Son herramientas para cuando hay mucho en juego, no para cuando tienes hambre y te apetece un aperitivo.
—Empiezas a usarlas para todo…
y olvidas lo que significa ganarte algo.
Empiezas a depender de ellas.
Y cuando eso pasa, dejan de ser especiales.
También dejas de sentirte humano.
Luego señaló al ave mientras continuaba diciendo:
—La caza también se supone que trata sobre la persecución.
La paciencia.
La muerte.
Si quitas todo eso con una espada o un truco mental, ¿qué te queda?
—…Un cadáver que no significa nada.
Una comida por la que no luchaste.
Eso no es una caza.
Eso es solo pereza envuelta en poder.
Sus palabras flotaron en el silencio que siguió, pesadas y afiladas.
El rosa de los ojos de Charlotte se desvaneció, y la espada tras Yelena se desmaterializó lentamente en el aire.
Ninguna de las dos dijo nada al principio.

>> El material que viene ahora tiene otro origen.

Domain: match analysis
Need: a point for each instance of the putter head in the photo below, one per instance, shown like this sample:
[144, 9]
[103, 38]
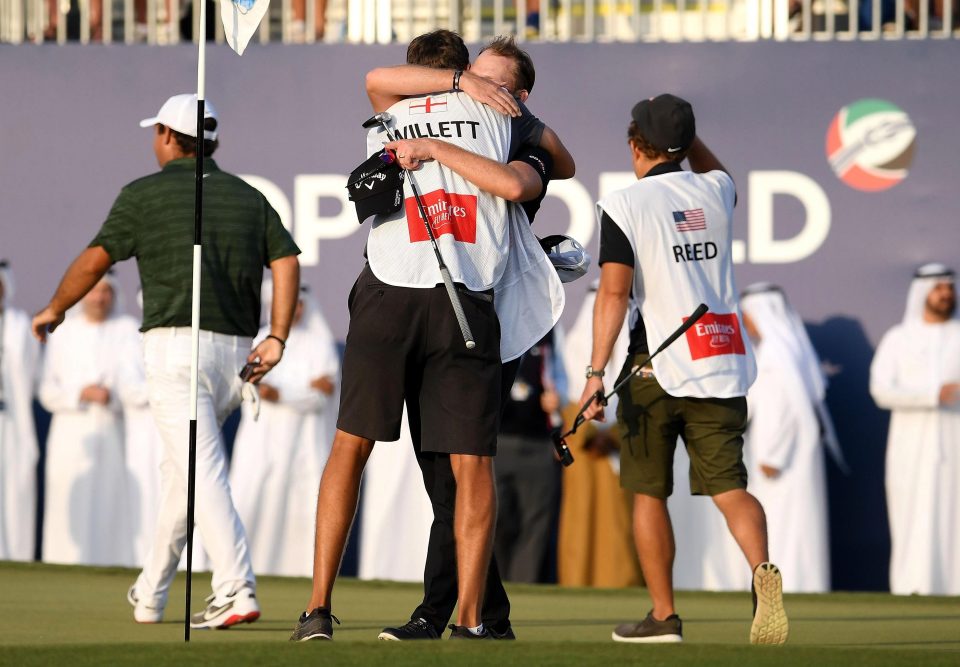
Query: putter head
[560, 444]
[377, 119]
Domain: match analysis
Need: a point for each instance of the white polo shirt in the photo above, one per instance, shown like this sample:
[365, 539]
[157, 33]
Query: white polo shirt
[471, 226]
[679, 225]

Entonces Yelena enarcó una ceja, cruzándose de brazos de nuevo.
—Muy bien, filósofo.
De acuerdo.
Sin poderes.
¿Y qué vamos a hacer, eh?
No es que tengamos rifles por casa para dispararle a ese pájaro.
¿Piensas tirarle una piedra y ya?
Lo había dicho en broma, pero…
—¿Una piedra?
—Mika parpadeó y luego se giró lentamente hacia ella con una sonrisa extendiéndose por su rostro—.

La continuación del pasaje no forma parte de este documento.